This wasn’t just a bad day at the office; it was a microcosm of Moraes’ deeper mistakes—errors that have ruffled feathers from Brasília to the backroads of rural Brazil, where conservative voters see him as the embodiment of elite overreach. First, the selective amnesia on evidence. Conservatives have long pointed out the asymmetry: Left-wing protests, like those during Lula’s impeachment saga, faced kid-glove treatment, with no mass arrests or “coup” labels. Yet January 8? A full-throttle witch hunt, complete with withheld videos that might exonerate the merely curious from the truly culpable. By stonewalling disclosure, Moraes doesn’t just undermine trials; he fuels the very distrust he decries. If the goal is healing a divided nation, burying footage is gasoline on the fire.
Second, his authoritarian playbook has crossed into personal vendettas. Remember the 2024 showdown with Elon Musk? Moraes’ orders to censor X (formerly Twitter) led to temporary blocks of the platform in Brazil, sparking global outcry over free speech. It’s not hyperbole to say he’s blurred the lines between judiciary and executive, acting as investigator, judge, and enforcer in one. High-profile targets like Bolsonaro himself—barred from office and facing endless probes—feel the sting most acutely. And let’s not forget the human cost: Women with breastfeeding infants denied house arrest while Moraes preaches “democracy’s defense.” Contrast that with Mendonça’s recent compassionate ruling granting similar relief to a corruption suspect mother. It’s a stark reminder: Justice, in Moraes’ court, seems to bend for the ideologically pure but breaks for the politically inconvenient.
These missteps aren’t abstract; they’re eroding public faith in institutions. Polls show conservative Brazilians—Bolsonaro’s base—viewing the STF as a Lula-aligned cabal, with Moraes as its snarling enforcer. His feathers-ruffling antics? They alienate moderates too, who crave impartiality over indignation. When a justice interrupts a colleague mid-sentence, gesturing wildly like a talk-show host, it doesn’t inspire confidence—it invites impeachment whispers, already bubbling in Congress.

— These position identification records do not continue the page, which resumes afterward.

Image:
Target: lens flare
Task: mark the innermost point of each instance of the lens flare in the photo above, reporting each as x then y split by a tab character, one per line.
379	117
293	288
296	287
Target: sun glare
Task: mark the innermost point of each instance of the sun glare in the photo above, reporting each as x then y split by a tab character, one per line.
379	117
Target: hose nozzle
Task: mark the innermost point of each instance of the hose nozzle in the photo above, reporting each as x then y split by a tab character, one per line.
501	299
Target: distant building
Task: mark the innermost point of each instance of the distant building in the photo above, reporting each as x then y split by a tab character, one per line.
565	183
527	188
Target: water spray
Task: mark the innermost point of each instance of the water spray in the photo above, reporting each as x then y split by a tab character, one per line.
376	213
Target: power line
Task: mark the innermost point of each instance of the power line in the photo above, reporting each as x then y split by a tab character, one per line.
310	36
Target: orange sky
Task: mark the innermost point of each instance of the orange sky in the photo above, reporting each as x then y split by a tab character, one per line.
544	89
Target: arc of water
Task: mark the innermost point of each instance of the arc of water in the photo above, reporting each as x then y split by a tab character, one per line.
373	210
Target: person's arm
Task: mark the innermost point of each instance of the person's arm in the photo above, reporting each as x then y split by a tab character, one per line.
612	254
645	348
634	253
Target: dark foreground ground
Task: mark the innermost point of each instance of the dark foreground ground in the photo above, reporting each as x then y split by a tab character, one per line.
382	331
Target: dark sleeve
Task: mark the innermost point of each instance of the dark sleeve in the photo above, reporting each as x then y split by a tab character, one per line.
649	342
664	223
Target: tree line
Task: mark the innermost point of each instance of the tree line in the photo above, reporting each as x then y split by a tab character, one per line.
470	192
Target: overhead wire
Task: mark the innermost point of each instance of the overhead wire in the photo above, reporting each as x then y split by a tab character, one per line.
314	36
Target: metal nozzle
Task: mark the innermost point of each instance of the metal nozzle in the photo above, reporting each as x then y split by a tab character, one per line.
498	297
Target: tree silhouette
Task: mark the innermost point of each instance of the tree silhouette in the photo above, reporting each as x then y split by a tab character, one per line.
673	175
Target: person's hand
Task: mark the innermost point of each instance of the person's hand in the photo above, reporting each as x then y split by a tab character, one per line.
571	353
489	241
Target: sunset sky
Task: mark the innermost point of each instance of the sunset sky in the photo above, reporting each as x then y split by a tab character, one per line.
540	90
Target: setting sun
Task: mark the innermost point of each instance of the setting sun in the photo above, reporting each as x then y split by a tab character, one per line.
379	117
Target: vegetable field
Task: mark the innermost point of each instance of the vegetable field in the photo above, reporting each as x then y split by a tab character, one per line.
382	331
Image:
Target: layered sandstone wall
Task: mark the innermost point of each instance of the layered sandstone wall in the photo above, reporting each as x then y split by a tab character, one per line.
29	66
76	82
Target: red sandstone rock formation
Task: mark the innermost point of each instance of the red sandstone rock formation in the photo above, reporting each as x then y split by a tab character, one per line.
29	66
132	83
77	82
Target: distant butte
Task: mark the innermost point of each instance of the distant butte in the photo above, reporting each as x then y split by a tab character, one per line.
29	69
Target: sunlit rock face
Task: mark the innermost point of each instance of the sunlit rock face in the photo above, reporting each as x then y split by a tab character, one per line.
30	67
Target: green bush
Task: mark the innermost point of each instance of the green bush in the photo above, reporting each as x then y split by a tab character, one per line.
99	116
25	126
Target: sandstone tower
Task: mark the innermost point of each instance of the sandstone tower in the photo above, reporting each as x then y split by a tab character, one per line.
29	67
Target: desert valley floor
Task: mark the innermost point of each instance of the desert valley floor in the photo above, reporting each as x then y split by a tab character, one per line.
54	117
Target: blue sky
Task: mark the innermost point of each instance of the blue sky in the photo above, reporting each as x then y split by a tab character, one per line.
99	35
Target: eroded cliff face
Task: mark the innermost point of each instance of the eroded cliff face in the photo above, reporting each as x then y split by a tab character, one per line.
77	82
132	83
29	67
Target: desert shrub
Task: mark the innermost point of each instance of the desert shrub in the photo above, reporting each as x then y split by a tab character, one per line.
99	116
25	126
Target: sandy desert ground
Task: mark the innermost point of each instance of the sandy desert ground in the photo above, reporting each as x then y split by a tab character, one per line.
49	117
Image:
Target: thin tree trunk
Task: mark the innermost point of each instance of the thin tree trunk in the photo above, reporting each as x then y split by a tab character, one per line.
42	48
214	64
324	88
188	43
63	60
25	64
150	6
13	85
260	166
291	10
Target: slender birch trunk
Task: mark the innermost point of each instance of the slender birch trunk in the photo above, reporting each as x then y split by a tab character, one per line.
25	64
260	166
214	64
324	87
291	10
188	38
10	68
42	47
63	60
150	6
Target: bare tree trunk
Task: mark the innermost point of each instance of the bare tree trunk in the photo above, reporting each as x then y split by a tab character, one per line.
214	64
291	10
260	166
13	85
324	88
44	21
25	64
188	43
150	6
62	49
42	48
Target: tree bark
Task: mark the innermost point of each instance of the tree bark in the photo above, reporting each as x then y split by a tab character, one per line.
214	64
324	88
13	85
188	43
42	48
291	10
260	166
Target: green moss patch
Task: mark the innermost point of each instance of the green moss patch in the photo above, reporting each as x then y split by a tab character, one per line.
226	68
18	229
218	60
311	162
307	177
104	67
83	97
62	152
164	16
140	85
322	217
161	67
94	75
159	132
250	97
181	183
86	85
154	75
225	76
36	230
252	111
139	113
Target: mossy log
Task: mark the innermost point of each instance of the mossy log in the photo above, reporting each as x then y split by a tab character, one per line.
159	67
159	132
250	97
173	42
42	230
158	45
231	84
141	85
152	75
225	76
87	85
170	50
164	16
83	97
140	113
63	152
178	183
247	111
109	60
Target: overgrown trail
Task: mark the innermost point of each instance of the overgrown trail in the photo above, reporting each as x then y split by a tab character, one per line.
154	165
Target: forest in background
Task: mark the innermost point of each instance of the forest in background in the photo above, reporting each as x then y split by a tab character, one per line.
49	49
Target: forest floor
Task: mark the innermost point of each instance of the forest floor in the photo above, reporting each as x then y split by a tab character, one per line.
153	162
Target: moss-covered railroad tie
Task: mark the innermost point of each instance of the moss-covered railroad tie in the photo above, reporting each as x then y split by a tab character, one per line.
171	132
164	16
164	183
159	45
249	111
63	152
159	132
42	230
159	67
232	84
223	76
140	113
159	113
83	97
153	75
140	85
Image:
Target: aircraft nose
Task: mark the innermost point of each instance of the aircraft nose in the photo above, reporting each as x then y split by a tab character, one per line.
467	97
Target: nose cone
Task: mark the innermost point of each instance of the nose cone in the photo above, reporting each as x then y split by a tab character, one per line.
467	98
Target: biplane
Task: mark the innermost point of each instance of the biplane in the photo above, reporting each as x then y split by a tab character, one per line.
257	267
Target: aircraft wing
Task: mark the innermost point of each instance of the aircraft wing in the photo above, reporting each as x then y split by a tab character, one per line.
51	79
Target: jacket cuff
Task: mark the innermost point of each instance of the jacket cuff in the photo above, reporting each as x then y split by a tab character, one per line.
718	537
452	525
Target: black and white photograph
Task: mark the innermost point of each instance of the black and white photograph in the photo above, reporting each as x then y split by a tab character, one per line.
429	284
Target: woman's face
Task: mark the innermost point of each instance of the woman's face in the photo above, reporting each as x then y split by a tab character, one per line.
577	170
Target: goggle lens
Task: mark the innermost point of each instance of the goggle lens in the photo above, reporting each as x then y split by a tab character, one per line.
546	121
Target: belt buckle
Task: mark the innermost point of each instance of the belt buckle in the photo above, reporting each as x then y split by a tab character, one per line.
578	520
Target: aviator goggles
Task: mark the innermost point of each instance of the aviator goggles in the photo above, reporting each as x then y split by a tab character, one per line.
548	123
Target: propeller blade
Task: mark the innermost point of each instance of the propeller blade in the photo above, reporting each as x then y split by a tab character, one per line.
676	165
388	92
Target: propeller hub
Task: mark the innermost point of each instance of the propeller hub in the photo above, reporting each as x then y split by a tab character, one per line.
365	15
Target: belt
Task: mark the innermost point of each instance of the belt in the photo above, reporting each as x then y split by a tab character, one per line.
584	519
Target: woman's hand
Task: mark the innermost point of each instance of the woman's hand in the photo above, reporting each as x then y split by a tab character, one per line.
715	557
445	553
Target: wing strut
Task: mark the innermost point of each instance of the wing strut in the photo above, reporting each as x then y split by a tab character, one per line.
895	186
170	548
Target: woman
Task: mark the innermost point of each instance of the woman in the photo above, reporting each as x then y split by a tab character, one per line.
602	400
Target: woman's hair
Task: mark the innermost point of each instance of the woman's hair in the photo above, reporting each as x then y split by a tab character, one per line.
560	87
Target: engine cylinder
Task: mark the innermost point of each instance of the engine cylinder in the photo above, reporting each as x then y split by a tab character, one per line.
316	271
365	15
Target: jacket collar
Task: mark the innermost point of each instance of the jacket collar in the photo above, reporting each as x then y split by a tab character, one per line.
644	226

Yet amid the chaos, there’s a silver lining for conservatives: Moments like this expose the fragility of unchecked power. Mendonça’s poise stood in sharp relief to Moraes’ fury, a biblical shepherd schooling the secular storm. As Brazil hurtles toward the 2026 elections, this clash signals a potential shift. The right, long on the defensive, now has footage—not just of rioters, but of a justice unraveling under scrutiny. Will it lead to reforms, like mandatory evidence disclosure or term limits for STF investigators? One can hope.
In the end, Moraes’ outburst wasn’t just nervous bluster; it was a confession of vulnerability. The “farce,” as critics call it, isn’t in the January 8 trials—it’s in pretending Brazil’s judiciary can thrive on opacity and outrage. True conservatives, ever vigilant for liberty’s flame, will keep the pressure on. After all, in a democracy worth defending, no one’s above a fair fight—or a full video reel.